Segundo Peter Thompson, presidente da Assembleia Geral da ONU:
“Precisamos ensinar às nossas crianças os valores de paz, tolerância, igualdade e respeito. Elas não devem ter nenhuma dúvida de quão destrutiva é a alternativa a esses valores”
O caminho para educarmos segundo os valores citados é o diálogo, único meio para exercitarmos Direitos Humanos na sua plenitude. Somente através do diálogo conseguimos exercer alteridade, ou o “ser para o outro”. Ao se colocar no lugar do outro é possível respeitá-lo e ao respeitar o outro exercemos respeito coletivo com o próximo. Viver junto, respeitando as diferenças e similaridades. Também apostamos no diálogo e na negociação como caminho para prevenir e solucionar situações de preconceitos, agindo sobre suas causas.
O diálogo, no espaços escolares ou governamentais só terão sentido se executados a partir da participação coletiva. De acordo com Alícia Cabezudo:
“Se concretamente consideramos a redefinição do papel dos governos locais na construção de uma cultura de paz, que têm enorme possibilidade para fazê-lo, deve-se construir mecanismos de gestão democrática e participativa das políticas públicas. Sem isso, não é possível falar em cultura de paz – poderíamos falar de ações de educação para a paz, de programas de educação em direitos humanos, de campanhas sobre multiculturalismo ou gênero. Mas uma metodologia sistemática, estudada, coerente e interdisciplinar de todos os departamentos do governo local é a única forma para obter a sustentabilidade da política pública e para que realmente se construa uma cultura de paz tendo em conta princípios metodológicos claros e precisos. A cultura de paz é possível, sobretudo em governos locais”. (UNESCO, 2010).

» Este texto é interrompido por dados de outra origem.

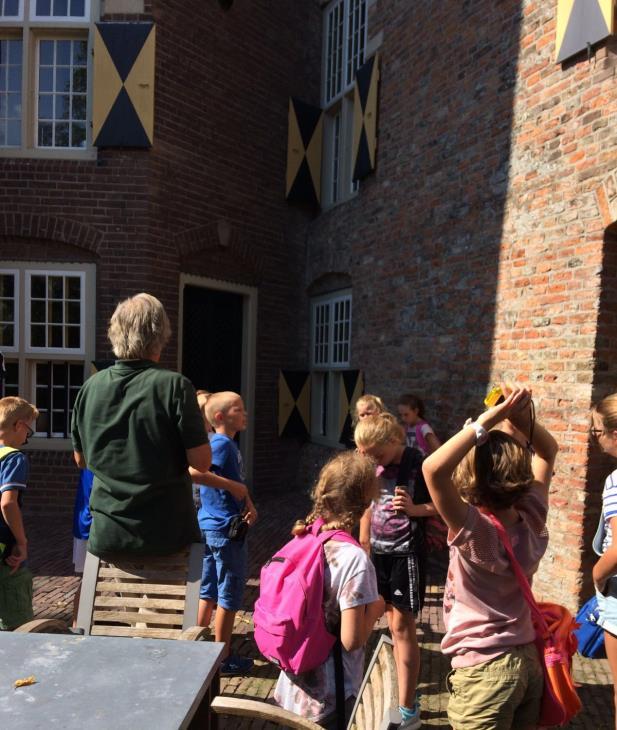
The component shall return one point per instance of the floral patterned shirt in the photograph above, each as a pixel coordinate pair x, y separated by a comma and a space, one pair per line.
349, 582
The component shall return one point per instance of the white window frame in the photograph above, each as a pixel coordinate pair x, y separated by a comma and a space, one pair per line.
27, 357
14, 18
59, 18
16, 310
70, 351
326, 377
31, 29
337, 184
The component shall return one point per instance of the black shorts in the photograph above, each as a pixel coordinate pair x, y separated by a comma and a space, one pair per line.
401, 580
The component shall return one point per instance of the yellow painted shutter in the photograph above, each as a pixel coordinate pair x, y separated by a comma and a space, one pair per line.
304, 142
364, 145
294, 403
582, 23
123, 83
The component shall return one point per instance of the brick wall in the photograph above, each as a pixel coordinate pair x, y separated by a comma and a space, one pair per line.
477, 249
144, 217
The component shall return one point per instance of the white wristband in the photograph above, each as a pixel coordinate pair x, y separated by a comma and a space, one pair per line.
481, 433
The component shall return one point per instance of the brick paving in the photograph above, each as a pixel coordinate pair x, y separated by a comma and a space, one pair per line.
55, 585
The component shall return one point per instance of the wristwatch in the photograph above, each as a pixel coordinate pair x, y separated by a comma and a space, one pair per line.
481, 433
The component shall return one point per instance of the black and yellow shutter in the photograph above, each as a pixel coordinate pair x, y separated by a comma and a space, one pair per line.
364, 144
304, 140
352, 388
123, 99
581, 24
294, 403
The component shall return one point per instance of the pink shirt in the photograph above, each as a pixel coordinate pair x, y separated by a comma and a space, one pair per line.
485, 612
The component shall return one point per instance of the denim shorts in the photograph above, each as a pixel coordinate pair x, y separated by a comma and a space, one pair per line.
607, 608
224, 570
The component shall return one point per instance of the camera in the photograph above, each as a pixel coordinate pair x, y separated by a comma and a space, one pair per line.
494, 396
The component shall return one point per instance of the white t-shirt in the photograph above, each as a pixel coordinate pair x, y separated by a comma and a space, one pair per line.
350, 581
609, 508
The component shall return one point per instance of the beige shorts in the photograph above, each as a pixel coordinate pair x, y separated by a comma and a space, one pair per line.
501, 694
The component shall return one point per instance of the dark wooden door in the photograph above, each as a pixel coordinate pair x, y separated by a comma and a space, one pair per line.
212, 338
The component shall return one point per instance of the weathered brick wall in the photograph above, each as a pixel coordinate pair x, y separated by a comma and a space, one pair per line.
476, 248
555, 265
222, 87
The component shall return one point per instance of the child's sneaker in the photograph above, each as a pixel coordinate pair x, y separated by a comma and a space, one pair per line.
236, 665
411, 718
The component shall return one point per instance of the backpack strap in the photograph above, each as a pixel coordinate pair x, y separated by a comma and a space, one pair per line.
5, 451
339, 681
520, 576
420, 439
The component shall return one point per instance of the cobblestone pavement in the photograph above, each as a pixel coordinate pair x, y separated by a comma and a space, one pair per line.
55, 585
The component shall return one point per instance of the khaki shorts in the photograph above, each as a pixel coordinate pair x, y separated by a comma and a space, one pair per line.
501, 694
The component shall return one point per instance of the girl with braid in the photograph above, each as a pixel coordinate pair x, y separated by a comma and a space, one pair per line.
345, 487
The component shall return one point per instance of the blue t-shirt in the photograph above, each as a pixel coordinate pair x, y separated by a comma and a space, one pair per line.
82, 518
13, 475
217, 505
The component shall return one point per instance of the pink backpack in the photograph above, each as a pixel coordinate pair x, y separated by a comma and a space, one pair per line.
290, 626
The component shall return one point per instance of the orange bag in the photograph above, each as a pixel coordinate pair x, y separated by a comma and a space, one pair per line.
556, 644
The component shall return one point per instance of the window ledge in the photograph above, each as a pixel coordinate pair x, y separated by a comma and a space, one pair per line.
37, 443
331, 206
52, 154
323, 441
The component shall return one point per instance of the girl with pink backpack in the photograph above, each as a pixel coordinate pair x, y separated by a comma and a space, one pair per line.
351, 604
418, 433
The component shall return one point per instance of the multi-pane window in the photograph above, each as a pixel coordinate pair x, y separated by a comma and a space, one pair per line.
66, 9
10, 92
10, 9
63, 74
56, 304
45, 339
331, 353
56, 385
8, 310
44, 74
344, 43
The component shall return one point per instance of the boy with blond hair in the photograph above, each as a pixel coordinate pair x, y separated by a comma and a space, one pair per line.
16, 417
225, 514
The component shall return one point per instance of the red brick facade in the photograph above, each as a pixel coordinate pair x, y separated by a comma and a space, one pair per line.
479, 248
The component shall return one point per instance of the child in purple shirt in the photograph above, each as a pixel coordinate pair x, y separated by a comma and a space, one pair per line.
497, 678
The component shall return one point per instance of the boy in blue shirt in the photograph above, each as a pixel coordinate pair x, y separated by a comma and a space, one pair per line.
225, 514
16, 419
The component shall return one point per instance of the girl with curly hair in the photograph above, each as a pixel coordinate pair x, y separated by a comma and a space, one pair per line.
496, 679
345, 487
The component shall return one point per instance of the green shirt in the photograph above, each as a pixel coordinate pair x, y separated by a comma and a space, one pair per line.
133, 422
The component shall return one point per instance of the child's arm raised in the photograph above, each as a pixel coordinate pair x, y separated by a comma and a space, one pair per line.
440, 465
545, 447
237, 490
365, 530
357, 623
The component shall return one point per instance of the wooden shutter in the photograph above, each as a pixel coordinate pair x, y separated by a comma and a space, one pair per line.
294, 403
123, 100
351, 389
364, 145
580, 24
304, 141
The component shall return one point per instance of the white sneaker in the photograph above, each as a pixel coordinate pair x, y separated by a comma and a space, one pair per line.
414, 722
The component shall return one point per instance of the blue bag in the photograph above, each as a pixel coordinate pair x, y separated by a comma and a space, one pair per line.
590, 636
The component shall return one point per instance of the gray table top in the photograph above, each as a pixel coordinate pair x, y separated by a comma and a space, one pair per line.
102, 682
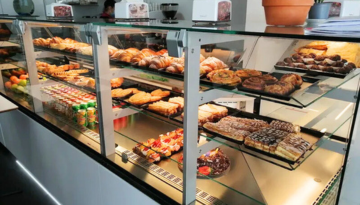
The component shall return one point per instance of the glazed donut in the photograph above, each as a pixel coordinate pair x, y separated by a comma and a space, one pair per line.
292, 78
255, 83
269, 79
223, 76
280, 88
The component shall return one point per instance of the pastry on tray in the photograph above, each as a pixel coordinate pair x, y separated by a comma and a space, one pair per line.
140, 98
292, 78
226, 130
248, 73
269, 79
280, 88
165, 108
160, 93
120, 93
212, 164
222, 76
292, 147
254, 83
164, 146
178, 100
285, 126
217, 111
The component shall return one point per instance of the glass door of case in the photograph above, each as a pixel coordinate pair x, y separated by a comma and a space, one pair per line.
62, 78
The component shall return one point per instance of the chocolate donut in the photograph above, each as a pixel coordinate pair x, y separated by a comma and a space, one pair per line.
269, 79
255, 83
280, 88
292, 78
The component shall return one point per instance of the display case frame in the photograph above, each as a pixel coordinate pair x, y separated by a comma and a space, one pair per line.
193, 39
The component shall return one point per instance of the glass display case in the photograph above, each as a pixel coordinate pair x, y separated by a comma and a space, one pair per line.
204, 114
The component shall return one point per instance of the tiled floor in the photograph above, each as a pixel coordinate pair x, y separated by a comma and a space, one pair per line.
16, 187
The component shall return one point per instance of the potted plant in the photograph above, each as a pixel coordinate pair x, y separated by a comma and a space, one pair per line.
320, 10
286, 12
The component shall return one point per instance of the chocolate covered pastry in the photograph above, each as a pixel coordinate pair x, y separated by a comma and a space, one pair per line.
269, 79
285, 126
255, 83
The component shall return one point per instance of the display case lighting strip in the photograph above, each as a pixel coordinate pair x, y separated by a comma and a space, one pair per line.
38, 183
166, 176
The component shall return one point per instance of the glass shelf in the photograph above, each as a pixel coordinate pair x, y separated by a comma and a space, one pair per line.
140, 127
317, 138
300, 98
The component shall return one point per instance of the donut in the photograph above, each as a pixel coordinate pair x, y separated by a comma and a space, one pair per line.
279, 88
222, 76
255, 83
140, 98
269, 79
292, 78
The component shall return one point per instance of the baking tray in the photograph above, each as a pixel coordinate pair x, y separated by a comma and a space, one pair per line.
313, 72
231, 111
308, 81
310, 135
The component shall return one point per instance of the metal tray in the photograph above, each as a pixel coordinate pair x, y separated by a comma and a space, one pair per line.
312, 72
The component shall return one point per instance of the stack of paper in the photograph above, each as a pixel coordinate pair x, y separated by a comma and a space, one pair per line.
344, 26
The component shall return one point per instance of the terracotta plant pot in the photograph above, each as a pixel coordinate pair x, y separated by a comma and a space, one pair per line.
286, 12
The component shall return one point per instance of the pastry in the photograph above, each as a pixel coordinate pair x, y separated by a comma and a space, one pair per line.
160, 93
254, 83
120, 93
247, 73
269, 79
222, 76
292, 78
292, 147
279, 88
203, 117
165, 108
217, 111
213, 163
178, 100
211, 64
116, 82
285, 126
160, 62
227, 131
140, 98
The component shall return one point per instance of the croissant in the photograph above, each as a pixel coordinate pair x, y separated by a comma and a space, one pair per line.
161, 52
56, 40
133, 51
111, 50
126, 56
142, 54
175, 68
160, 62
117, 53
145, 62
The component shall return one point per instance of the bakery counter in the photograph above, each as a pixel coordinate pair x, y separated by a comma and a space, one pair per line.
239, 182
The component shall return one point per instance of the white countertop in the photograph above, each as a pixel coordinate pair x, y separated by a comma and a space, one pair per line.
6, 105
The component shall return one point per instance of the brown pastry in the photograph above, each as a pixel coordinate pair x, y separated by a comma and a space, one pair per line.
140, 98
292, 78
120, 93
285, 126
255, 83
164, 108
281, 63
280, 88
160, 93
177, 100
269, 79
248, 73
303, 66
222, 76
288, 60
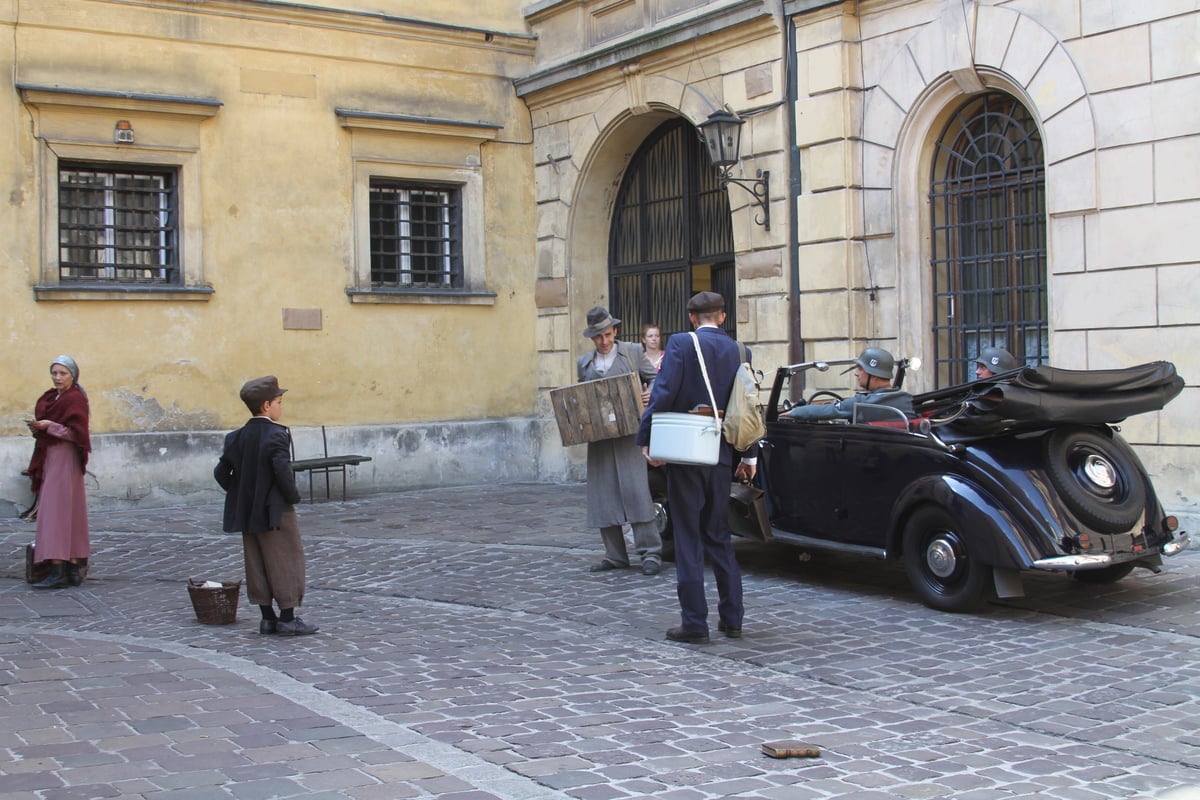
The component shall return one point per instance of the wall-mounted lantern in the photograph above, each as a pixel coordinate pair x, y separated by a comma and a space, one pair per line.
723, 136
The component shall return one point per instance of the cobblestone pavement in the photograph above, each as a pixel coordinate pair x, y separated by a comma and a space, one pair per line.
466, 653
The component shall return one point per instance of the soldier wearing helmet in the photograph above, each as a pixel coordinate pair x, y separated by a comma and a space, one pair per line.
873, 374
994, 360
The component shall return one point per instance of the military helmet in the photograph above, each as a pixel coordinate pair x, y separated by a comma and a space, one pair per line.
996, 359
877, 362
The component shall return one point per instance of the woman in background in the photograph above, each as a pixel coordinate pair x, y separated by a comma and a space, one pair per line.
61, 444
653, 344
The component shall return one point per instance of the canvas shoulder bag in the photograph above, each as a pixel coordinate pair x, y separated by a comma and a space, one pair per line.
743, 419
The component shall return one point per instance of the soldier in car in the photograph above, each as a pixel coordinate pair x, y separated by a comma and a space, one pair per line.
873, 373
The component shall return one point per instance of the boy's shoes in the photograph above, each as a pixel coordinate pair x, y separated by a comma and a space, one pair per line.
688, 637
729, 631
297, 626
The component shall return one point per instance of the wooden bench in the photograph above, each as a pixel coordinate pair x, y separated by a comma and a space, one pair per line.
327, 464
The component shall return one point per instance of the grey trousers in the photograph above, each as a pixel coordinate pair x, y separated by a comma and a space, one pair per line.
646, 540
275, 564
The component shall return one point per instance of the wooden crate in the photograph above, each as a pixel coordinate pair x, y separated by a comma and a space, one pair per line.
598, 409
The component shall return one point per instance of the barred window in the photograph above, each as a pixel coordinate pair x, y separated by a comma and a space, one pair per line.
989, 238
415, 235
118, 224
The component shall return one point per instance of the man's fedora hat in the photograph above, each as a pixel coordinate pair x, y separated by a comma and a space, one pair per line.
599, 320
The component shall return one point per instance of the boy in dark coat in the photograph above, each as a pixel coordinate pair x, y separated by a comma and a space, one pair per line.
261, 493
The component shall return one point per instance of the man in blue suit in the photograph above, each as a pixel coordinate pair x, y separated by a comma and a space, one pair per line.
700, 495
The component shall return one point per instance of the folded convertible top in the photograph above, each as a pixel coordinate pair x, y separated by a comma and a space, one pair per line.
1033, 397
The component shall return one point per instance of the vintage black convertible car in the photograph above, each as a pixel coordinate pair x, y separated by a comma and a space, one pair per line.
1025, 470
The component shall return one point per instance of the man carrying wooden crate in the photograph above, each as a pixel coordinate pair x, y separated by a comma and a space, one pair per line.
618, 488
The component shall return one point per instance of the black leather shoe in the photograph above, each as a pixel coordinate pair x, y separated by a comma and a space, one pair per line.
687, 637
294, 627
55, 579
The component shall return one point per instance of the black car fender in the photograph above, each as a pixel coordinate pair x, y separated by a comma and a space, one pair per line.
991, 534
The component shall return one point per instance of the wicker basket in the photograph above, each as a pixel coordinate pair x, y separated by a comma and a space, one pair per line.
215, 606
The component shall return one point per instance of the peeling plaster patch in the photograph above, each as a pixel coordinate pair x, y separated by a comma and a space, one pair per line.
147, 414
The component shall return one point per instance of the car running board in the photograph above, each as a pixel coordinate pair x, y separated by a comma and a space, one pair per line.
801, 540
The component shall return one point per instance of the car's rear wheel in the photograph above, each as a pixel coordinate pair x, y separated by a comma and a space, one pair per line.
1095, 479
939, 563
1104, 575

Educar nossas crianças para cultura de paz, praticar ações de tolerância e solidariedade e exercer uma participação democrática são exemplos de pilares necessários ao “novo normal” já há muito explicitados pela UNESCO que anuncia que uma cultura de paz precisa ancorar-se em oito pilares:
- Educação para uma cultura de paz;
- Tolerância e solidariedade;
- Participação democrática;
- Fluxo de informações;
- Desarmamento;
- Direitos humanos;
- Desenvolvimento sustentável;
- Igualdade de gêneros.
As necessidades do “novo normal” não são novas necessidades, são demandas que já veem sendo anunciadas e buscadas por educadores e que precisarão mais do que nunca ser debatidas e implementadas.
REFERÊNCIAS:
LEAL. Diego da Rosa. Devemos ser a mudança que queremos ver no mundo. Faculdades Integradas do Extremo Sul da Bahia. Disponível em www.unesul.bahia.com.br Acesso em 03/08/2020
ONU. A importância da educação na construção de cultura de paz. Artigo publicado em https://nacoesunidas.org/onu-destaca-a-importancia-da-educacao-na-construcao-de-cultura-de-paz/ em 13/09/2017. Acesso em 30/07/2020.
ONU. Fórum: Cultura de paz exige sociedade inclusiva. Artigo disponível em https://nacoesunidas.org/forum-da-onu-cultura-de-paz-exige-sociedade-inclusiva/ em 10/09/2015. Acesso em 30/07/2020.
SILVA, Cida Venâncio. Pixote Nunca Mais: a verdadeira história de Fernando Ramos Silva. São Paulo: Editora Global, 1988.
STENGEL, Cláudia da Costa. Análise do documentário “Ônibus 174”. Psicologado, [S.l.]. (2010). Disponível em https://psicologado.com.br/resenhas/analise-do-documentario-onibus-174 . Acesso em 30 Jul 2020.
UNESCO. Cultura de paz: da reflexão à ação; balanço da Década Internacional da Promoção da Cultura de Paz e Não Violência em Benefício das Crianças do Mundo. – Brasília: UNESCO; São Paulo: Associação Palas Athena, 2010.